Milton Ezrati, Lord Abbett senior economist and market strategist, suggests stepping back from the daily rush of events.Meanwhile, the Federal Reserve Board, once it's sure markets have recovered from the recent strains, should begin to raise interest rates again.
"Housing, obviously, remains a critical point of concern," he says. "New housing starts have already dropped by more than 18 percent so far this year. And delinquency rates and defaults, already up, especially in the subprime area, are expected to continue at their relatively elevated levels."
But businesses have the wherewithal to again finance an expansion in capital spending easily--given the huge amount of cash on corporate balance sheets--without borrowing.
Similarly, the dollar's cumulative weakness on foreign exchange markets should benefit the economy by promoting at least a marginal pickup in exports. The effect is already becoming evident.

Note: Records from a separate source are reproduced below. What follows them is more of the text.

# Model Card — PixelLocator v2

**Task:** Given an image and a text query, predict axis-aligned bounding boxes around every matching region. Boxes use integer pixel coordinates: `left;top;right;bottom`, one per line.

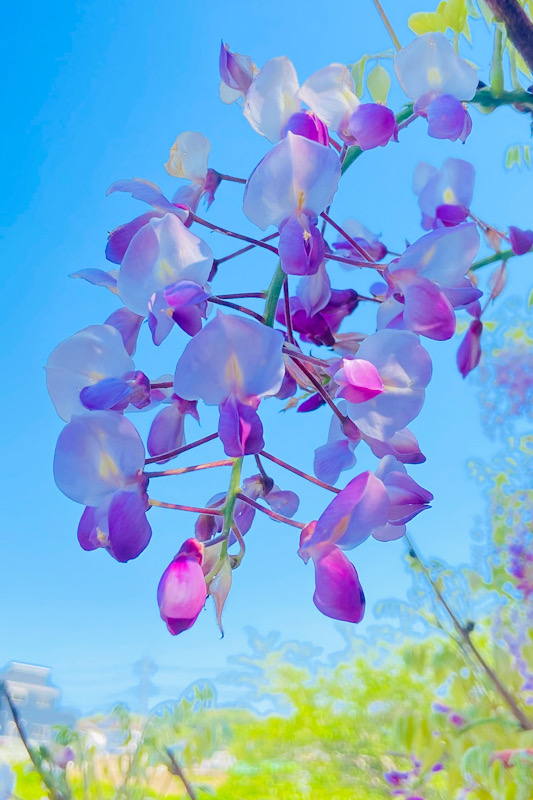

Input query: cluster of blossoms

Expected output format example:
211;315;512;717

47;34;533;634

"Against a background of continued economic growth, the Fed will begin to raise short-term interest rates again," he predicts. "But the absence of any significant inflationary pressure should contain any general rise in bond yields."
Spouses Gail Liberman and Alan Lavine are syndicated columnists. You can purchase Alan Lavine & Gail Liberman's latest book Quick Steps to Financial Stability (QUE Publishing 2006) online at www.moneycouple.com or at your local bookstore. E-mail them at MWliblav@aol.com.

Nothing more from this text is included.